Those were the good ones, those students feigning work. They came to class. The other nine took the day off, accepting the less-honorable but also less-embarrassing option of revealing they had ignored the semester’s most demanding assignment for 10 weeks.
Not much in that scene – which is how my week started – is new. Students do not embrace education. They believe in their “right” to avoid work which they, at the gifted, accomplished age of 20, sense irrelevant to their significant lives. They know they will write about rising Hollywood stars, super athletes and rock bands, certainly not “humdrum” Evansville inhabitants. So, what’s the point? They appreciate the university’s interest in skillful writing, but they recognize grammatical rules as mere details, perhaps simple guidelines allocated to subordinates such as editors. When those “scholars” become professionals, they will be far too busy making money to trouble themselves with spelling, grammar, accuracy or deadlines.
You believe I exaggerate.
The system is broken. I do not know how to fix it. When I began teaching 17 years ago, students demanded challenges. Scary. For example, I mentioned 20th century novels that journalism students should know for cultural literacy. Most had never heard of Ken Kesey’s One Flew Over the Cuckoo’s Nest, Ernest Hemingway’s A Farewell to Arms or Robert Penn Warren’s All the King’s Men. Finally, two students demanded a list. I created one.

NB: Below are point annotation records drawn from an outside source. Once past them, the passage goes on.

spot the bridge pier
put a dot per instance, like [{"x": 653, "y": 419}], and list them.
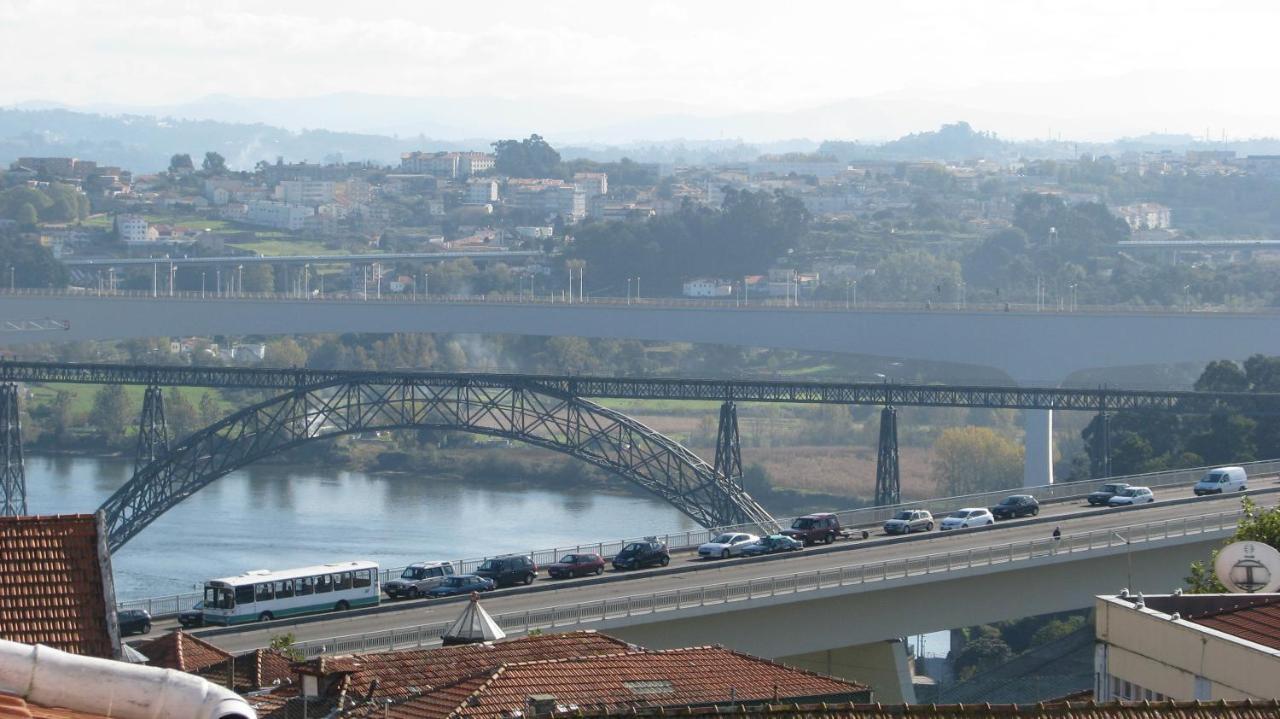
[
  {"x": 13, "y": 476},
  {"x": 152, "y": 430},
  {"x": 1038, "y": 445},
  {"x": 888, "y": 486}
]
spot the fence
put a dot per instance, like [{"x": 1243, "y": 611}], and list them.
[
  {"x": 890, "y": 569},
  {"x": 859, "y": 518}
]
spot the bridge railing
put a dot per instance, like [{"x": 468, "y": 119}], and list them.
[
  {"x": 865, "y": 517},
  {"x": 851, "y": 575}
]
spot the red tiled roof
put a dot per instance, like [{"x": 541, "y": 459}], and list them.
[
  {"x": 1247, "y": 709},
  {"x": 51, "y": 587},
  {"x": 182, "y": 651},
  {"x": 1252, "y": 621},
  {"x": 677, "y": 677}
]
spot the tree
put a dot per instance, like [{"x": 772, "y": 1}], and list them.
[
  {"x": 110, "y": 415},
  {"x": 214, "y": 164},
  {"x": 182, "y": 164},
  {"x": 972, "y": 459}
]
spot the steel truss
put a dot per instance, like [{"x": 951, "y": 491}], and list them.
[
  {"x": 521, "y": 412},
  {"x": 13, "y": 477},
  {"x": 881, "y": 394}
]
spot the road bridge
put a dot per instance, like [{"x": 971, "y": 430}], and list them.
[{"x": 851, "y": 598}]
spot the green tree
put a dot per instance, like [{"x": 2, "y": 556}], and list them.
[
  {"x": 110, "y": 415},
  {"x": 972, "y": 459}
]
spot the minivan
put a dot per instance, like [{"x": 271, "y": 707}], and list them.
[{"x": 1223, "y": 480}]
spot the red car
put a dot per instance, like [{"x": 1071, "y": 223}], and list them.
[{"x": 576, "y": 566}]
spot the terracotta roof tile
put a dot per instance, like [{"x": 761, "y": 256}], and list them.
[
  {"x": 182, "y": 651},
  {"x": 51, "y": 586},
  {"x": 679, "y": 677}
]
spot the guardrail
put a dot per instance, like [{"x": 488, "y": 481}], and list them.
[
  {"x": 865, "y": 517},
  {"x": 871, "y": 573}
]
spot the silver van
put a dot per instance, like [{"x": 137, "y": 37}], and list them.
[
  {"x": 419, "y": 578},
  {"x": 1223, "y": 480}
]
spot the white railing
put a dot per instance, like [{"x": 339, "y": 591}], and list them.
[
  {"x": 746, "y": 590},
  {"x": 860, "y": 518}
]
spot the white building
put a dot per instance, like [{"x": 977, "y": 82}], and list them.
[
  {"x": 279, "y": 215},
  {"x": 708, "y": 287}
]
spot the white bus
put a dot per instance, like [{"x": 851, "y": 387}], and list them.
[{"x": 264, "y": 595}]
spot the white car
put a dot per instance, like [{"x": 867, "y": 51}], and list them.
[
  {"x": 968, "y": 517},
  {"x": 1132, "y": 495},
  {"x": 730, "y": 544}
]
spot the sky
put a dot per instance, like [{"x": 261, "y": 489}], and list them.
[{"x": 1189, "y": 65}]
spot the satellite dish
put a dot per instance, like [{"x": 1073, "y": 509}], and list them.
[{"x": 1248, "y": 567}]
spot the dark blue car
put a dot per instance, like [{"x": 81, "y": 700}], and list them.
[{"x": 461, "y": 584}]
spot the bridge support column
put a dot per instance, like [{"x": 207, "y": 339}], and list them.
[
  {"x": 152, "y": 430},
  {"x": 13, "y": 476},
  {"x": 881, "y": 665},
  {"x": 1038, "y": 445},
  {"x": 888, "y": 486}
]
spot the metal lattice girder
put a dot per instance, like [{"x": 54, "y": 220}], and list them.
[
  {"x": 519, "y": 411},
  {"x": 718, "y": 390},
  {"x": 13, "y": 476},
  {"x": 888, "y": 485},
  {"x": 152, "y": 430}
]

Those two students bragged to one another how far they were progressing through Roat’s list – Robert M. Pirsig, Eudora Welty, Raymond Chandler, Joseph Heller, Hunter S. Thompson, Lee Smith, Kurt Vonnegut and so on. One of those two demanding students is now a Louisville lawyer preparing briefs for the U.S. Supreme Court. The other is a senior editor at the Mayo Clinic.
Today’s scholars roll their eyes, glance at their watches and check their phones for text messages. Clear, effective writing is not their worry. High school and college composition enabled them to focus on their feelings about life. They are experts at “self actualizing.” They are steeped in gender studies. Students live in a world where it is nearly illegal to hurt their feelings or damage their self-images. They are insulated from injury. No cause and effect relationship exists within their environment. Indeed the environment exists for them. Knowledge is not something they understand, verify, test or learn. Indeed not. Knowledge is something they feel.
Maybe I’m wrong.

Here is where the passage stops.